Elon Musk is a fan of Jensen Huang’s work ethic.
Nvidia CEO Jensen Huang is known for his tireless work ethic, which has helped turn the chip giant into one of the world’s most valuable companies.
So it’s perhaps no surprise that Mr Huang’s client and fellow billionaire, Elon Musk, is a fan of his management style.
Tesla CEO Elon Musk (left) and Nvidia CEO Jensen Huang. Photo: AFP
“Absolutely the right attitude,” Musk said in an X post on Sunday (June 30). “During the toilet paper shortage due to Covid-19, I also made sure our factories and offices had enough toilet paper.”
The Tesla CEO was responding to a clip of an interview Mr. Huang did in March of this year with Stanford University’s Graduate School of Business, where he talked about his experience working at the breakfast restaurant chain Denny’s.
“For me, no job is lowly because remember, I used to wash dishes. I used to scrub toilets. I scrubbed a lot of toilets. I scrubbed more toilets than all of you combined,” Mr. Huang said in the interview.
The Nvidia CEO said this experience helped shape his working style — getting directly involved in problem solving with employees.

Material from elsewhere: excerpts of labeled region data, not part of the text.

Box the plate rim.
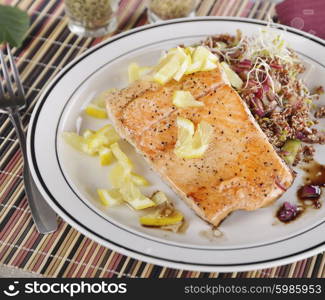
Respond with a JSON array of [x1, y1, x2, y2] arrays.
[[27, 17, 325, 272]]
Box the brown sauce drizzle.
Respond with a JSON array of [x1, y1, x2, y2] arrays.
[[276, 161, 325, 223], [303, 161, 325, 187]]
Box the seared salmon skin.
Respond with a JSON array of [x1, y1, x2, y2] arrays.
[[107, 68, 294, 226]]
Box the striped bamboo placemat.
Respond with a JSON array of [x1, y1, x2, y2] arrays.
[[0, 0, 325, 278]]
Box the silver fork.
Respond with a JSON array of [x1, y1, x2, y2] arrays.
[[0, 45, 57, 234]]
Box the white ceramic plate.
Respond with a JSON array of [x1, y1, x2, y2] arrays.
[[28, 18, 325, 271]]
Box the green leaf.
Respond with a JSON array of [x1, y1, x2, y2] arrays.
[[0, 5, 29, 47]]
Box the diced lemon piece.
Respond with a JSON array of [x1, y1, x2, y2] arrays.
[[82, 129, 95, 139], [131, 173, 149, 186], [111, 143, 133, 173], [140, 210, 184, 227], [153, 55, 180, 84], [151, 191, 168, 205], [85, 103, 107, 119], [128, 63, 152, 83], [97, 189, 123, 207], [120, 180, 156, 210], [221, 62, 244, 89], [193, 121, 213, 149], [281, 140, 301, 165], [63, 132, 96, 155], [87, 124, 120, 152], [201, 60, 218, 71], [173, 91, 204, 108], [174, 118, 213, 158], [99, 147, 113, 166]]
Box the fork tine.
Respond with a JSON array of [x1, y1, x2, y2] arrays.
[[0, 49, 15, 97], [7, 44, 25, 97]]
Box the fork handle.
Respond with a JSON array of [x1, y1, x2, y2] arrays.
[[9, 109, 58, 234]]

“No job is too small for me,” Huang says. “If you send me something and want me to help review it, I will do my best. And I will show you how I do it.”
For his part, Musk is not shy about working directly with employees. He once said that he slept at Tesla’s electric car factory to personally inspect the cars that were being produced.
“The reason I slept on the factory floor wasn’t because I couldn’t cross the street and stay in a hotel. It was because I wanted to make my situation worse than anyone else’s in the company,” Musk said in a 2018 interview. “Whenever they were having a hard time, I wanted to make mine worse.”
According to BI, Musk’s praise for Huang is not just because they share the same leadership style. He has not hesitated to provoke other billionaires who are also known for their crazy work ethic, such as Meta’s Mark Zuckerberg or Shark Tank star Mark Cuban.
Musk’s friendly gestures may have more to do with how closely their fortunes are intertwined. After all, Musk’s AI ambitions—which include Tesla’s goal of building self-driving cars and OpenAI’s desire to become the world’s leading AI company—mean buying Nvidia’s chips has become a matter of survival.
What’s remarkable is that the admiration between Musk and Huang seems to be reciprocal.
“Tesla is so far ahead in self-driving cars. One day, every car will have it,” Huang said in an interview in May. Musk later responded on X: “Thanks Jensen.”